This is how my time-series, cross-sectional data is structured:
country year group change
Afghanistan 1980 1 0
Afghanistan 1981 1 0
Afghanistan 1982 1 1
Afghanistan 1983 1 0
Afghanistan 1984 1 0
Afghanistan 1985 1 1
Afghanistan 1986 1 0
Afghanistan 1987 1 2
Afghanistan 1988 1 0
Bhutan 1980 2 0
Bhutan 1981 2 0
Bhutan 1982 2 0
Bhutan 1983 2 0
Bhutan 1984 2 1
Bhutan 1985 2 0
Bhutan 1986 2 0
Bhutan 1987 2 0
Bhutan 1988 2 2
Chile 1980 3 0
The variable change is "1" if there was a positive change and "2" if there was a negative change.
PROBLEM
I am struggling with creating two new variables:
(1) A variable called "trend"
In lay terms this variable should stand for "For each group (country-year), trend = 1 if change = 1 but only until change = 2".

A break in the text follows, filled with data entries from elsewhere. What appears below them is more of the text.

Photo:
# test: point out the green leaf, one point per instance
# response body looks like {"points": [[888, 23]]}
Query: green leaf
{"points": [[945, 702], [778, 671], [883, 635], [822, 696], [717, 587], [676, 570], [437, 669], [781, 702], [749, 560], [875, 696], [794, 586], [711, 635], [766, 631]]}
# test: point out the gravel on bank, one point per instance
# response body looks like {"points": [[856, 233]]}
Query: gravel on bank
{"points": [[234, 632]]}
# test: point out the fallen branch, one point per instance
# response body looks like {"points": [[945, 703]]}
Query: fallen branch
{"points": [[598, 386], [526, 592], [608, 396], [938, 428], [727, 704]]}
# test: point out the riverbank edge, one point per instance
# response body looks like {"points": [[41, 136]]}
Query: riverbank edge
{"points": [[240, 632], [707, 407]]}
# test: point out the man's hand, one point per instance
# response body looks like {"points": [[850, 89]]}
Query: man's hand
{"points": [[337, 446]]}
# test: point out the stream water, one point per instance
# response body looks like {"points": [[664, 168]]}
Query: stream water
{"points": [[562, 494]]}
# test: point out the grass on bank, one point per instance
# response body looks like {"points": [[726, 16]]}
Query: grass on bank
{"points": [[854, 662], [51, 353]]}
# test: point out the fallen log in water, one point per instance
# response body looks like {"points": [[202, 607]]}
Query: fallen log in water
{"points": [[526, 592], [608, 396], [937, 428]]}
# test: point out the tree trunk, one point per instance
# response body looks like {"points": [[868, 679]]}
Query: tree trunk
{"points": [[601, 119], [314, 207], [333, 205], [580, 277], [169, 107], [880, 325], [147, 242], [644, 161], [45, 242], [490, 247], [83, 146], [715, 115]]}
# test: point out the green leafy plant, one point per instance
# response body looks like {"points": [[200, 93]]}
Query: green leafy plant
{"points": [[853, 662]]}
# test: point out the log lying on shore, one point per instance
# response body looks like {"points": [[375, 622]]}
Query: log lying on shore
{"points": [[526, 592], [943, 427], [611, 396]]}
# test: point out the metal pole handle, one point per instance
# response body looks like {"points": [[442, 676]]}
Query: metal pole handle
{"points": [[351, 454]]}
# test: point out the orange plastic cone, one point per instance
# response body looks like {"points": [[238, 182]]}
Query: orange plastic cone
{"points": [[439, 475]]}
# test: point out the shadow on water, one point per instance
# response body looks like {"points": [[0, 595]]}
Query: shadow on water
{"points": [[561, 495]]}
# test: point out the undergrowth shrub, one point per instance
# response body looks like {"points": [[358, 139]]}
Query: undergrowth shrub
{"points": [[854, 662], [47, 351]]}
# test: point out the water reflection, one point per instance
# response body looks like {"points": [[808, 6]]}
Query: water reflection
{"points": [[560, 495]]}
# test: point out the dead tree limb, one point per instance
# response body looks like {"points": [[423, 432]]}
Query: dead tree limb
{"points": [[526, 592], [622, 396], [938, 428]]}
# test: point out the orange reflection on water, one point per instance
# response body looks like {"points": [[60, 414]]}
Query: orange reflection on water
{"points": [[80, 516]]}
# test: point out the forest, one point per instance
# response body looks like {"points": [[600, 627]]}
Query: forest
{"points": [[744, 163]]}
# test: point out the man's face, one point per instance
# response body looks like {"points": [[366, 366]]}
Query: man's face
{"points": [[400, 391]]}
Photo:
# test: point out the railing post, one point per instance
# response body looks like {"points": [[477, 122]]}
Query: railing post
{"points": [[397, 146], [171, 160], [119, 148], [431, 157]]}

(2) A variable called "time"
This variable should specify the years before and after a positive trend (change =1 ).
That is, in the end, the data set should look like:
country year group change trend time
Afghanistan 1980 1 0 0 -2
Afghanistan 1981 1 0 0 -1
Afghanistan 1982 1 1 1 1
Afghanistan 1983 1 0 1 2
Afghanistan 1984 1 0 1 3
Afghanistan 1985 1 1 1 4
Afghanistan 1986 1 0 1 5
Afghanistan 1987 1 2 0 0
Afghanistan 1988 1 0 0 0
Bhutan 1980 2 0 0 -4
Bhutan 1981 2 0 0 -3
Bhutan 1982 2 0 0 -2
Bhutan 1983 2 0 0 -1
Bhutan 1984 2 1 1 1
Bhutan 1985 2 0 1 2
Bhutan 1986 2 0 1 3
Bhutan 1987 2 0 1 4
Bhutan 1988 2 2 0 0
Chile 1980 3 0 0 0
I think to separate the groups one could use "split", e.g.
data$trend <- split(data$group, data$group) # separate by unique values
[...]
data$trend <- unsplit(data$trend, data$group) # make back into a vector
BUT: What would be the command between these two lines?
This line would generate a sequence
data.time$trend <- lapply(data.time$trend, seq)
BUT: How to limit it to the positive trend, i.e. data$trend==1?
Any ideas more than welcome! Many thanks.